Just how many jobs were created and how much each production got in tax credits is being withheld by the state Department of Business, Economic Development and Tourism, which administers the tax credit program.

However, productions seeking the credits hired 3,662 residents and 613 non-residents overall (figures based on production registration forms). The state does not track how many of those jobs were permanent, though many people in the industry are typically employed on a project-by-project basis.

ABC's "Lost" alone created 1,305 jobs last year, according to Erin Felentzer, an ABC spokeswoman.

About half — $8 million — of the projected production tax credit claims likely are attributable to the "Lost" TV show. That's because $8 million is the most that any one production company can receive in one year. That's also a figure that's below the show's $78 million budget in 2009. About $30 million of that went to salaries.

That's the first time "Lost" has disclosed details about the show's budget. Overall, the show spent more than $400 million in the Islands through its first five seasons, according to the state.

Another production that sought the state tax credits last year was the upcoming sci-fi feature film "Predators." The remaining productions consisted of 11 TV commercials, episodes for three reality TV shows, two independent films and a TV special.

That TV special was the Merrie Monarch Festival, which has been held in Hilo since the mid-1960s.
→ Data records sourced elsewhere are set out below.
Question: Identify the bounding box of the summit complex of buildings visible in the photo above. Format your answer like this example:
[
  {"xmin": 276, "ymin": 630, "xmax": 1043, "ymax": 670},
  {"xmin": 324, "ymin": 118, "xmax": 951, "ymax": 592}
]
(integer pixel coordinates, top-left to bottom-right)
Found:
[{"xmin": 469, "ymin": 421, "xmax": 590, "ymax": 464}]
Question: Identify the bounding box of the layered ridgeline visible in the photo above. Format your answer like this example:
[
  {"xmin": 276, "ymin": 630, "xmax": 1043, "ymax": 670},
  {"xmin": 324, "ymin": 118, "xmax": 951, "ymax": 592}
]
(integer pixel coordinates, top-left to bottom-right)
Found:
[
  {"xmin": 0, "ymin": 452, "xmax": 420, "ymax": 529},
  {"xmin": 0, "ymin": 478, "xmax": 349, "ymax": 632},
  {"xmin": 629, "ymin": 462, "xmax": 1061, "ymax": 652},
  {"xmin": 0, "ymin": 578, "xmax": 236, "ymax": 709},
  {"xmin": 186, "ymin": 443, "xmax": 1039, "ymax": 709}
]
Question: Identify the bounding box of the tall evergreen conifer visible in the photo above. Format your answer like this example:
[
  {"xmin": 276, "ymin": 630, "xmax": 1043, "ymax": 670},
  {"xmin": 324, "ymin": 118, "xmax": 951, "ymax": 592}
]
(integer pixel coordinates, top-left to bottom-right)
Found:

Ruben Carillo, a partner in 4 Miles LLC, which produced the TV special, said the festival attracted its largest audience ever in part because of the credits.

However, the Tax Foundation's Kalapa said the Merrie Monarch Festival likely would be aired on TV  even without a state subsidy.

"It's money that has been spent before and that's going to be spent again this year because it has an audience," he said.


Tax credits also were sought in conjunction with the production of TV commercials for Bank of Hawaii and to produce music videos for a company launched by the Honolulu Symphony.

Bank of Hawaii spokes­man Stafford Kiguchi said the cost savings generated by production tax credits allowed the bank to shoot one more commercial than it would have without the credits. That commercial allowed nine full-time workers and three high school interns to expand their skills because it required added training to include the production's complex animation, Kiguchi added.

Overall, film and TV production spending last year totalled an estimated

$135.5 million — a figure that includes productions that didn't seek or qualify for production tax credits, according to the state.

That figure is expected to climb to $180 million this year when five feature films and at least one TV show pilot are expected to be filmed locally.

Major motion pictures expected to film in Hawai'i this year are:

• "Hereafter," a supernatural thriller directed by Clint Eastwood.

• "The Descendants," starring George Clooney.

• "Heart of a Soul Surfer," based on a book by local surfer Bethany Hamilton.

• "Battleship," based on the Milton Bradley board game.

• "Pirates of the Car­ibbean: On Stranger Tides."

Additionally, CBS is shooting a pilot that could revive the "Hawaii Five-0" TV series and it's speculated that NBC and ABC could shoot pilots as well.

It's hoped that at least one potential pilot will evolve into an ongoing TV series that can help offset the loss of "Lost," which is in its final season.

"It is a big impact," said the state's Skinner. "That's why we're hoping 'Five-O' or one of the other series will go.

"There's no question that if you have a series it's a tremendous shot in the arm."